Note:
This topic has been translated from a Chinese forum by GPT and might contain errors.Original topic: 某台机器上 TIKV 节点 突然Leader数量跌为0
[TiDB Usage Environment] Production Environment
[TiDB Version] 4.0.12
[Reproduction Path] Deleting data from a table with 10 indexes
[Encountered Problem: Phenomenon and Impact]
Environment: The TiDB cluster has 6 KV nodes distributed across 3 machines, with two KV processes on each machine.
Problem: The three KV machines are xxx.xxx.xxx.10, xxx.xxx.xxx.16, and xxx.xxx.xxx.17. Among them, xxx.xxx.xxx.17 and xxx.xxx.xxx.10 frequently experience the Leader count dropping to 0, and then immediately start balancing the leader, returning to a balanced state. The drop to 0 occurs simultaneously for the two instances on the machine.
When the Leader count drops to 0 and then balances, there is a period where the data disk IO utilization is very high, then it returns to normal.
When not deleting data, the Leader count does not drop to 0.
Checking the TiKV logs of the problematic Leader drop to 0, there are many occurrences of:
[2022/11/23 21:20:04.988 +08:00] [WARN] [store.rs:645] [“[store 33447] handle 971 pending peers include 917 ready, 1558 entries, 6144 messages and 0 snapshots”] [takes=39049]
Suspected machine issues, but no disk errors were found on the hardware, and the two machines alternately experiencing the issue is quite strange.

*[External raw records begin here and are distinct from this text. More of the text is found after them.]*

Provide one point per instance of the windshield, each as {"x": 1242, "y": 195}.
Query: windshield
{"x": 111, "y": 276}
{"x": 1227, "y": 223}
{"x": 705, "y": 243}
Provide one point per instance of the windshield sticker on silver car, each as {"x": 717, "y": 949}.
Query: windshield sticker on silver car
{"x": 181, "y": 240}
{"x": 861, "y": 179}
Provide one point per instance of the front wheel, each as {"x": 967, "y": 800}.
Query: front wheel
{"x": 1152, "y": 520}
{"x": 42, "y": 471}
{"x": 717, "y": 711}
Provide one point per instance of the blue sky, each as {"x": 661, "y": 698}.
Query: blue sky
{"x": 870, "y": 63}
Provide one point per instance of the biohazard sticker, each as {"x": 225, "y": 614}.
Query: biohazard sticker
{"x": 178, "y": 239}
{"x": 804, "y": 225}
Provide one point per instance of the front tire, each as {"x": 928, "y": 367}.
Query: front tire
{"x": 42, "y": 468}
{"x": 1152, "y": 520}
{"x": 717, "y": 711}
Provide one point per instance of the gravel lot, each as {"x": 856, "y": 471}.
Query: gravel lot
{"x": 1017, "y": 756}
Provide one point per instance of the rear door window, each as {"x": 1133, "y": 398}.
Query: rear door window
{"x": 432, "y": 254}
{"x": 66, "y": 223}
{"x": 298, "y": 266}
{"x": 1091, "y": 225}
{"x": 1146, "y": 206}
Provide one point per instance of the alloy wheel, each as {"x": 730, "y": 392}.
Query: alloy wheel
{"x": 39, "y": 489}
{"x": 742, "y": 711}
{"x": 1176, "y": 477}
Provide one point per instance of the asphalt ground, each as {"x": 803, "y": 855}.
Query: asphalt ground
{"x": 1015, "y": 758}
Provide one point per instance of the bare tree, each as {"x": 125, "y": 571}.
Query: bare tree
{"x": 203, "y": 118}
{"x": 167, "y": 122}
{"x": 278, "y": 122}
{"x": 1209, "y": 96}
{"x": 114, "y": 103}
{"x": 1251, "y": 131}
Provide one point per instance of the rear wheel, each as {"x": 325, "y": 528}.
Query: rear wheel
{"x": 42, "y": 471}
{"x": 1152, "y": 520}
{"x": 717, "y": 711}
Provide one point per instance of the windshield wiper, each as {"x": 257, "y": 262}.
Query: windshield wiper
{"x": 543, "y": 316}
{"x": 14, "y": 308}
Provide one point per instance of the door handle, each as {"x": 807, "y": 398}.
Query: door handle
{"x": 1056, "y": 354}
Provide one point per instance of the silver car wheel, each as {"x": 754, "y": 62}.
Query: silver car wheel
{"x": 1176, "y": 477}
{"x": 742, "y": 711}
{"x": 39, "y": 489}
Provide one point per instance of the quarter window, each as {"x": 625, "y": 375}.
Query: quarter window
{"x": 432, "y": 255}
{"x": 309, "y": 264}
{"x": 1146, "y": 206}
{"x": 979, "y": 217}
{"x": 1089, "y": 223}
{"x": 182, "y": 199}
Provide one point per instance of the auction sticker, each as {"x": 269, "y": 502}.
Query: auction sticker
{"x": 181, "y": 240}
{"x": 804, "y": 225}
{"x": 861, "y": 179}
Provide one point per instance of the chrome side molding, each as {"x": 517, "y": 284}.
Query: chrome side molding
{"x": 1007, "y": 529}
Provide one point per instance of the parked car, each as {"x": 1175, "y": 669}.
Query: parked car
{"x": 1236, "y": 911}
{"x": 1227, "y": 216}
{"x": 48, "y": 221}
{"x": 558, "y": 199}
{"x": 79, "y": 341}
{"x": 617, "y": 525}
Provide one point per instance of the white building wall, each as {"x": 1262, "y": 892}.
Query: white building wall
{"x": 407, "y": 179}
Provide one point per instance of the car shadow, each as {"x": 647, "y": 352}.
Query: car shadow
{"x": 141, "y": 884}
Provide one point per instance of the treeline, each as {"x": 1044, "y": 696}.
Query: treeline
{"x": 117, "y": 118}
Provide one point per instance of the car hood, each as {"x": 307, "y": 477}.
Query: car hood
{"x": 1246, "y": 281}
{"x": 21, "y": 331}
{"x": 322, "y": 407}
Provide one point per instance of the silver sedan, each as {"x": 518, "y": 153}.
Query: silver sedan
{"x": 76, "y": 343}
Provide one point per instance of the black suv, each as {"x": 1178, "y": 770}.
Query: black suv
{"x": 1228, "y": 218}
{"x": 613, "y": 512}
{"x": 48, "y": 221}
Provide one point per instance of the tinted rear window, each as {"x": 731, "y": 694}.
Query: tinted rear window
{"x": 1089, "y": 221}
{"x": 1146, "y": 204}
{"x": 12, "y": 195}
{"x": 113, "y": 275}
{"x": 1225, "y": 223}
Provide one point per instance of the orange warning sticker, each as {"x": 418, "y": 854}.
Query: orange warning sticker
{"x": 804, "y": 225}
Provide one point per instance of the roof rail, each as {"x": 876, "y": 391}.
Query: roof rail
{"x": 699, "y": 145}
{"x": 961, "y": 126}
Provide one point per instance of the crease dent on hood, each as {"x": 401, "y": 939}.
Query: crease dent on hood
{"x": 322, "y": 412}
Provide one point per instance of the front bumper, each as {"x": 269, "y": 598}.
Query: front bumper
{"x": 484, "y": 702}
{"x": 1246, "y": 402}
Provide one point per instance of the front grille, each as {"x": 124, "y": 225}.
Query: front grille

Monitoring information: https://clinic.pingcap.com.cn/portal/#/orgs/430/clusters/6932065597686668710?from=1669196400&to=1669203000
[Resource Configuration]
[Attachments: Screenshots/Logs/Monitoring]
In the above screenshot, the middle graph shows alternating changes in quantity, which can be ignored as it is during the reload of the TiKV node. Observe the three instances of Leader drop to 0 on the left and right.